Shaving horses have better holding power the closer the height of the head is adjusted to the workpiece.  For the greatest power, the head should be in the lowest position that the thickness of the workpiece allows.  Simplifying the pin mechanism encourages more frequent adjustment of the head.

Adjusting the head.

For the greatest possible holding power the front edge of the head, which actually grips the stock, should be directly in line with the pivot pin holes in the swing arm.  For a dumbhead style shaving horse this is not exactly a practical arrangement.  However, for power, the distance between the front edge of the head and the pivot holes should be minimized.  This is accomplished by placing the pivot holes as close to the front edge of the swing arm as possible.  Mine are one inch on center from the front edge.  I believe they could be moved further forward without jeopardizing the integrity of the swing arm.  Using a harder wood with greater shear strength for the this piece would allow the holes to be safely moved even closer to the front edge.  In the same vein, the front edge of the head should protrude only minimally in front of the swing arm.  Mine extends one inch forward.  The greater the distance between the front edge of the head and the pivot holes, the less holding power the assembly has.

Pinned head joint.

The joint that connects the swing arm and the head is a pinned mortise and tenon.  The steel pin passes all the way through the tenon and locks it in place.  The orientation of this joint is unconventional, but has shown no signs of movement in three years of hard use.  The mortise is cut across the grain of the head.  This orientation allows the head to be short from front to back without danger of splitting in use.  The low profile head is easy to reach over and facilitates working on the other side of the head.

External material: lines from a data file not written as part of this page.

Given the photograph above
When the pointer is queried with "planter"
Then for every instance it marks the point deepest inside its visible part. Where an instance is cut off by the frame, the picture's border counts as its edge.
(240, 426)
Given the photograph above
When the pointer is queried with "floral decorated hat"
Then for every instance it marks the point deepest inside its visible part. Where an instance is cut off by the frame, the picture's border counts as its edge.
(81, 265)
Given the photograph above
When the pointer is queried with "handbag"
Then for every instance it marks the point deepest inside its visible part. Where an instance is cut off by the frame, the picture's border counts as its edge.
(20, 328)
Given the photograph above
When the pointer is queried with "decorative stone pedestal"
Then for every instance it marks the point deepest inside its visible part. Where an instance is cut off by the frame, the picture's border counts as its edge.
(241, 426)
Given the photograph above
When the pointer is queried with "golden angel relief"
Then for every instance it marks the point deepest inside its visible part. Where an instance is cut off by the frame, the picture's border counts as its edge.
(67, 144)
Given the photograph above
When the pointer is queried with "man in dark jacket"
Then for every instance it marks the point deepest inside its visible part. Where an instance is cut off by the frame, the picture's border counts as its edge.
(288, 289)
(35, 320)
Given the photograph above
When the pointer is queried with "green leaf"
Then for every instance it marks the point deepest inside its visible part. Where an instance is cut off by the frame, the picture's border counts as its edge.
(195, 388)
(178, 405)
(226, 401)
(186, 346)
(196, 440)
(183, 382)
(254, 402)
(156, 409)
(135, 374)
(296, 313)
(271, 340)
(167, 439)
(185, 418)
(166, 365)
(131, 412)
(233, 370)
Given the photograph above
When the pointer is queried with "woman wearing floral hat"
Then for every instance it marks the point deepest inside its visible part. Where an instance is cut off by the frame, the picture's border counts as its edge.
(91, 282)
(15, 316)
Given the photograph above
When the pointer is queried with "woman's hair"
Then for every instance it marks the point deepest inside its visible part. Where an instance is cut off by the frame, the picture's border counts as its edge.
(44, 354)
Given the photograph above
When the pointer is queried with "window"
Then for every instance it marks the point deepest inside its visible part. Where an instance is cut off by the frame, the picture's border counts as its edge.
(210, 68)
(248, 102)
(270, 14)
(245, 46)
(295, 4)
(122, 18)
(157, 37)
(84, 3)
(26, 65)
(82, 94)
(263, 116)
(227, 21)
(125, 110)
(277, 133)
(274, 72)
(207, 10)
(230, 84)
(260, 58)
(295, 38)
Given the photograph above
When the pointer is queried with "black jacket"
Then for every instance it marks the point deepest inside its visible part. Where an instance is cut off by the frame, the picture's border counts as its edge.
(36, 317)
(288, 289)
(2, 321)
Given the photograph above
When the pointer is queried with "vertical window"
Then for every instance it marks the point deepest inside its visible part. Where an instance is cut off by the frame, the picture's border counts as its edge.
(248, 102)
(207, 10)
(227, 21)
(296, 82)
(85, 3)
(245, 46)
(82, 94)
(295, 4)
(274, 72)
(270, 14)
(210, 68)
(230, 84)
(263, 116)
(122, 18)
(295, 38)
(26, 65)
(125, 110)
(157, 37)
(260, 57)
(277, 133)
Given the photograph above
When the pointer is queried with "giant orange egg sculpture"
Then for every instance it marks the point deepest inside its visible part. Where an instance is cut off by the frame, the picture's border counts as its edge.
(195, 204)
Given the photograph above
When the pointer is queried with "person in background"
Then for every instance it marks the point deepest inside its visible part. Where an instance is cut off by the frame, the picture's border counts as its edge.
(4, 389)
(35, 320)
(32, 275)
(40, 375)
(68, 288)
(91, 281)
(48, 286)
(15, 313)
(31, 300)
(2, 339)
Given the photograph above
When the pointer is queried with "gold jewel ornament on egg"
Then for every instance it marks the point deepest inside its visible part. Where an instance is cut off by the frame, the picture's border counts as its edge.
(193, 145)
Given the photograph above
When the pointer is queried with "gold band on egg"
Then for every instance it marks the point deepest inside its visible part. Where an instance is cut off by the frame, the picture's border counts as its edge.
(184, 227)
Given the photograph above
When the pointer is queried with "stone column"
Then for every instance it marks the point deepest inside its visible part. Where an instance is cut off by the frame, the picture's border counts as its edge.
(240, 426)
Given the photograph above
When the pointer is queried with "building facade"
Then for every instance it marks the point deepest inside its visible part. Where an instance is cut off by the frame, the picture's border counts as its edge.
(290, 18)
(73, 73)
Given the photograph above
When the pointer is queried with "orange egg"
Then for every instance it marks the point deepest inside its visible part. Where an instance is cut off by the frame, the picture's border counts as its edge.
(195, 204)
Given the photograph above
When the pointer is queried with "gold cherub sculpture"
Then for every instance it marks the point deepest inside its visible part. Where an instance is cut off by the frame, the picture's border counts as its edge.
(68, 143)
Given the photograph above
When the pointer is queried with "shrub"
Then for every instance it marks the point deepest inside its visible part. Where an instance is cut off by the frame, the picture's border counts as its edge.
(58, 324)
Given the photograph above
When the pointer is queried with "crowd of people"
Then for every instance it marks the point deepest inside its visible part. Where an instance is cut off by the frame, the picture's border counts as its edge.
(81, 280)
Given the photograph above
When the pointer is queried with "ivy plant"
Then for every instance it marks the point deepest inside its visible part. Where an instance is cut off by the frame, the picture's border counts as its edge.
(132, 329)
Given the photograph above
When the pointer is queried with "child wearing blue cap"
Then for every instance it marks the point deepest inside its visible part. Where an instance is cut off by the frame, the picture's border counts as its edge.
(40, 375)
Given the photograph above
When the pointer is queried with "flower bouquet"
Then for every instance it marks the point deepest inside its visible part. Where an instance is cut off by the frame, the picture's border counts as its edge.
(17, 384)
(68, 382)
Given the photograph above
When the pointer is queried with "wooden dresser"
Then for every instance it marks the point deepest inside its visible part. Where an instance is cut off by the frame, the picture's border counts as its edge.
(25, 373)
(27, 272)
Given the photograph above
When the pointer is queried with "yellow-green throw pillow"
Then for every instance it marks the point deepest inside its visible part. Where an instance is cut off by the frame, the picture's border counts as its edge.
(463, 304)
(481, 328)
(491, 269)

Literally a pain in the butt.

I won't say much about the seat of my shaving horse except that it slides in the groove created by the rails (which I like) and it causes physical discomfort after hours of continuous use (which I don't like).  I have been meaning to carve a new wider stool seat or sackback seat and I just never get around to it because I have this one which functions (barely).  My recommendation is not to carve a bicycle seat shape.  Make something wider that you will want to sit on all day.

With all of this clamping power optimization, both the work platform and the head of the shaving horse need some form of padding to prevent them from denting the wood being so firmly held.  I lined both with thick leather.

Expect more entries about this shaving horse design in the near future.  A good friend of mine is coming to build one with me next weekend, which will provide a great opportunity for me to offer more specific dimensions and construction details for this style of shaving horse.